Overall, these data pointed to a late involvement of p53 dysregulation in the intestinal-type gastric oncogenic process, and support the clinical use of p53 immunohistochemical evaluation, as a surrogate of TP53 somatic mutation, in HG-IEN to identify cancer-prone cases of gastric dysplasia that require closer follow up or more aggressive therapy. The known fact that not all TP53 mutated cases are p53 immunohistochemically positive, because of lack of expression of the mutated protein and loss of the normal allele by loss of heterozygosity, would suggest the necessity to first perform the immunohistochemical staining and, if negative, to test TP53 mutational status in a clinical setting.

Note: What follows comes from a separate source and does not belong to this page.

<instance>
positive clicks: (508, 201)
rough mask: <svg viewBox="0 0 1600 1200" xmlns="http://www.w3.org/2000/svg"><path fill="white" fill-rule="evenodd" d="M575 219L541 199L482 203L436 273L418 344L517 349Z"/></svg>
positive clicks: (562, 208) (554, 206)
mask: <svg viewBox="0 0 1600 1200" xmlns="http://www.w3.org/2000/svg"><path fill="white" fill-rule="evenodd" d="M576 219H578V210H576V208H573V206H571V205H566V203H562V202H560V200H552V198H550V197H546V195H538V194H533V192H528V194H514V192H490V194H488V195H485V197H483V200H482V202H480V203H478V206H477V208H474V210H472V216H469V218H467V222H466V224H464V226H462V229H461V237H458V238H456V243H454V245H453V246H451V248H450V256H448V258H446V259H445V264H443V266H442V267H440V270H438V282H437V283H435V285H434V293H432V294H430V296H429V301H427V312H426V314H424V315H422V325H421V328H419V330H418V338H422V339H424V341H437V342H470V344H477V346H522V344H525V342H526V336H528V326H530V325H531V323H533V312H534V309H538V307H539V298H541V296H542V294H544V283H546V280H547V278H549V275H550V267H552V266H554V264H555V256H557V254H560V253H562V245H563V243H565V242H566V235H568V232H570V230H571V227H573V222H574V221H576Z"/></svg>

Our high-throughput mutation profiling identifies novel molecular dysregulation in HG-IEN and EGCs. Our results support the molecular similarity between HG-IEN and EGC and suggest a relevant role for TP53 in the progression to the invasive phenotype whose alteration may be identified by immunohistochemical analysis. The compatibility of NGS technology with formalin-fixed and paraffin-embedded tissues represents a strong driver for the future identification of molecular biomarkers of cancer progression in gastric mucosa. This achievement will lead to the development of new molecular-based secondary prevention approaches in the selection of patients at high risk of gastric cancer.